Australians are once again fearful their private medical data will be leaked after e-script firm MediSecure suffered a major hack, with a leading expert saying criminals see the health sector as ripe for the picking.

MediSecure revealed on Thursday that a “large-scale” ransomware attack had shut down its systems, sparking an investigation from the National Cyber Security Co-ordinator and the Office of the Australian Information Commissioner.

While the number of affected customers is still unknown, the attack comes after high profile hacks against other medical industry giants, including health insurer Medibank.

That data breach saw sensitive medical information of Australians leaked on the dark web, a grim reality that could be repeated if MediSecure did not pay a ransom to hackers.

Mohiuddin Ahmed. a senior lecturer of computing and security at Edith Cowan University, said cyber criminals had targeted the industry because it holds sensitive data.

“Cyber criminals know the pressure points very well, and the medical industry suffers heavily because of that,” Ahmed said.

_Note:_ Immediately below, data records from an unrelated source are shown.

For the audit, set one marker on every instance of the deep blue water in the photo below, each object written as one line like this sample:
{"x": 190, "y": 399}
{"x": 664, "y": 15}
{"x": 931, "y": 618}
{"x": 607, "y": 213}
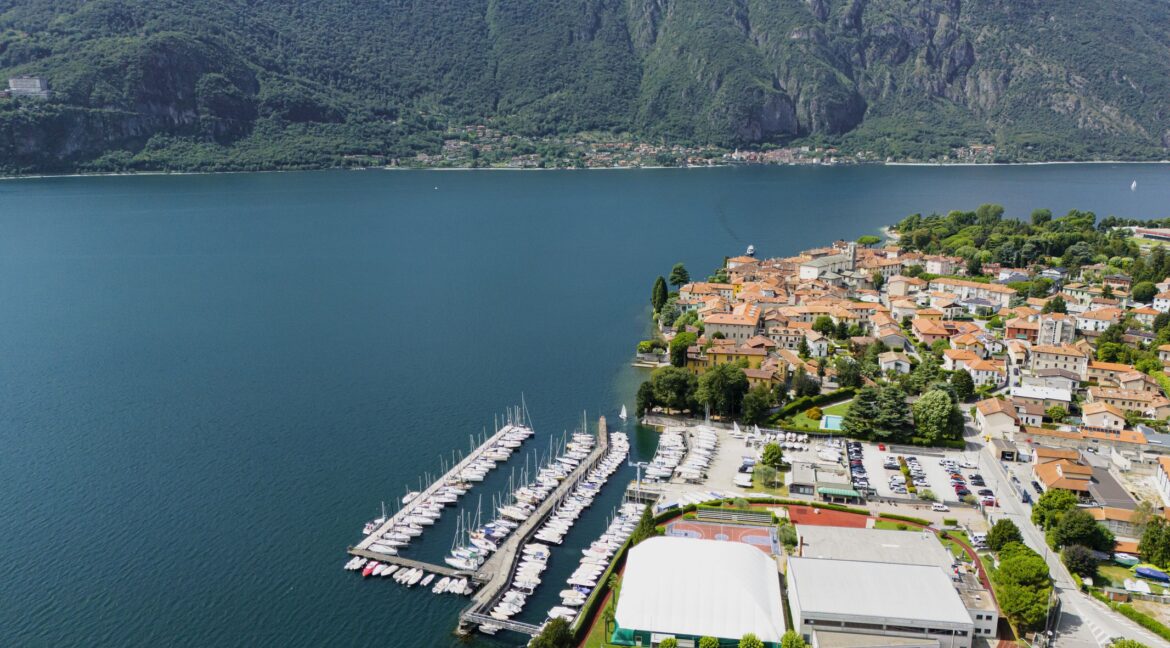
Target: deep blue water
{"x": 208, "y": 383}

“There is a high chance that the medical industry will pay the demanded ransom to ensure the safety and privacy of their customers.”

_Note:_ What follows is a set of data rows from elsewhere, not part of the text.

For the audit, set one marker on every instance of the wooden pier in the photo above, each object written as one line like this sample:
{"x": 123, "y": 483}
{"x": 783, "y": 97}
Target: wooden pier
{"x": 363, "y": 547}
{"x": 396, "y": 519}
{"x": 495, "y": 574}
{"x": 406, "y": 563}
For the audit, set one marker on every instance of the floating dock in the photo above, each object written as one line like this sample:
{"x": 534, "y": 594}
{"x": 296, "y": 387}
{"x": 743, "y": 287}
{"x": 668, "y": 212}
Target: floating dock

MediSecure released few details about the hack in a statement that has now replaced its website, but admitted the “personal and health information of individuals” is at risk.

“While we continue to gather more information, early indicators suggest the incident originated from one of our third-party vendors,” the company stated.

Cyber crime surges

The federal government has stepped up efforts to crackdown on corporate hacks in the past year following high profile scandals.

That includes investing hundreds of millions in prevention and upping penalties for companies that fail to properly protect consumer data or notify regulators of hacks.

It comes amid a global surge in fraud, with a recent report from AustCyber finding that the value of global cyber crime has reached $12.23 trillion – up more than 175 per cent since 2020.

The trend is expected to continue, according to the report, reaching $18 trillion by 2028.

“The proliferation of ransomware attacks in recent years has posed a severe threat to global cyber security, disrupting critical infrastructure, businesses and individuals alike,” the report said.

Ahmed said the threat of ransomware is not just an issue for Australia’s medical industry, saying the US has also had its fair share of hackers targeting hospitals and adjacent business groups.

“In the US, hospitals paid over $100 million in ransoms, and ransomware attacks on critical health infrastructure nearly doubled from 2022 to 2023,” he said.

Australia catches up

Australia has been lagging on combating cyber crime after the  Medibank and MediSecure hacks.

Austcyber’s report found the nation holds the 19th position (of 33) in international competitiveness for cyber security.

“The growth of the cyber security sector in Australia has been driven by the rising number
and sophistication of cyber threats,” the report said.

“Cyber attacks, data breaches and ransomware incidents have surged in recent years, with Latitude Financial, Optus and Medibank demonstrating the cascading effect across all sectors.”

Recent federal government efforts are changing things, though, with Australia emerging as a leader in the International Counter Ransomware Taskforce, established by the United States.

That body is developing information sharing between countries and industries to track criminals and apprehend networks of hackers, as well as helping companies increase their protection against attacks.